Does anyone know the thread size and pitch for the threaded end of a K6 Schmidt converter?

Thanks,

Tony Dosen


----------



## dow (May 7, 2012)

Good question.  I can't find it either.  It'd be handy to know, I think.

Bump for curiosity's sake. :biggrin:


----------



## AurelianC (May 12, 2012)

I measured one of mine and I got 7.3x0.75 mm. I also ask at Schmidt just to be safe (I was not so sure about my pitch reading) and the blueprint that they gave me writes 7.5x0.75 mm. I will try to find a 7.5x0.75mm tap (sounds more common to me than the 7.3 x0.75mm) and give it a try.


----------



## anthonyd (May 13, 2012)

Thank you,

If you find a tap, please tell me where you purchased it. Could you also attach the blueprint?

Tony


----------



## mredburn (May 13, 2012)

Try Victor Machinery for the m7x .75


----------



## anthonyd (May 13, 2012)

Hi Mike,

Will a 7 X. 75 tap work for the 7.5 X .75 end of the converter?

Tony


----------



## mredburn (May 13, 2012)

Sorry I read to fast, they dont have a 7.5 x .75 more than likely that will be a hard fellow to find. Most of those odd in between sizes we end up having custom made. How ever it may correlate to an American tap size let me check. There is no imperial size that would correlate to that metric tap size.

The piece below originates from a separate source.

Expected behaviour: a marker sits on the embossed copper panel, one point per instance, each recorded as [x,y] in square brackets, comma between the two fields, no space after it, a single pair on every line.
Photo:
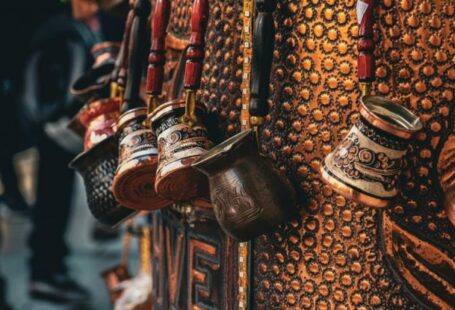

Aurelian would you let us know if they are available in the UK?  If not I need 6 commitments and I can custom order them.


----------



## anthonyd (May 13, 2012)

Mike,

I will commit to one.

Thanks,

Tony


----------



## mredburn (May 14, 2012)

THe pdf of the convertor


----------



## Grampy122 (May 14, 2012)

*7.5 x 0.75 tap*

Mike,

I will commit to one.

Thanks,

Gordie


----------



## mredburn (May 14, 2012)

I have requested a quote for the taps.


----------



## dow (May 14, 2012)

I'm definitely interested, depending on the price.


----------



## BSea (May 14, 2012)

I'm also interested pending price.


----------



## truckfixr (May 14, 2012)

I'm in for one.


----------



## InvisibleMan (May 14, 2012)

Depending on price, I'd be in for one.


----------



## dow (May 15, 2012)

Something occurred to me last night, and I went on a recon mission in the internet for the k6 converters.  I seem to recall that the bluRafia folks WERE selling 10 or 25 packs of these, but now I can't seem to find them anywhere.  Did you guys corner the market as soon as Mike requested a quote on the taps?

Seriously, any idea where to find the converters other than onesy-twosy places, hopefully with a volume discount?


----------



## Ed McDonnell (May 15, 2012)

I have no experience with the site at the following link and I know nothing about them.  I just stumbled across them while looking for something else.  They show a m7.5 x .75 tap for $24.  

MILANS PENS AND PARTS , Custom Made Pens ,Schmidt Mechanisms

For what it's worth....

Ed


----------



## Timebandit (May 15, 2012)

Can someone tell me the reason for wanting these? Are you afraid that the converter will come loose, have you had some come loose? Is everyone just wanting them just to have them? I cant see a practical use for them. All of the Premium Schmidt converters i have used fit very snugly on the back of all of the feeds that i have used and cant see a need for the threaded ones. I also dont like the idea of cutting threads under threads. Thats a lot of threads in the back section of a feed. Feed threads, converter threads and section threads all right there. Seems like pushing your luck. I try to avoid threads above and below each other where i can. There are a few places this cant be avoided, but this one can with the use of the regular converters. Just trying to understand the need for these, as so many people jumped on the band wagon so quickly.


----------



## anthonyd (May 15, 2012)

Hi Justin,

Pen making is a hobby for me. This looks like an interesting challenge and I just want to try and see if I can do it. Others might have better reasons but mine is simply for the joy of it.

Tony


----------



## InvisibleMan (May 15, 2012)

anthonyd said:


> Hi Justin,
> 
> Pen making is a hobby for me. This looks like an interesting challenge and I just want to try and see if I can do it. Others might have better reasons but mine is simply for the joy of it.
> 
> Tony



Pretty much the same here.  I like playing with stuff like this.  Threading is my favorite part of the project.

I can see it possibly being good optics for sales,  but I'm not worried about that right now.


----------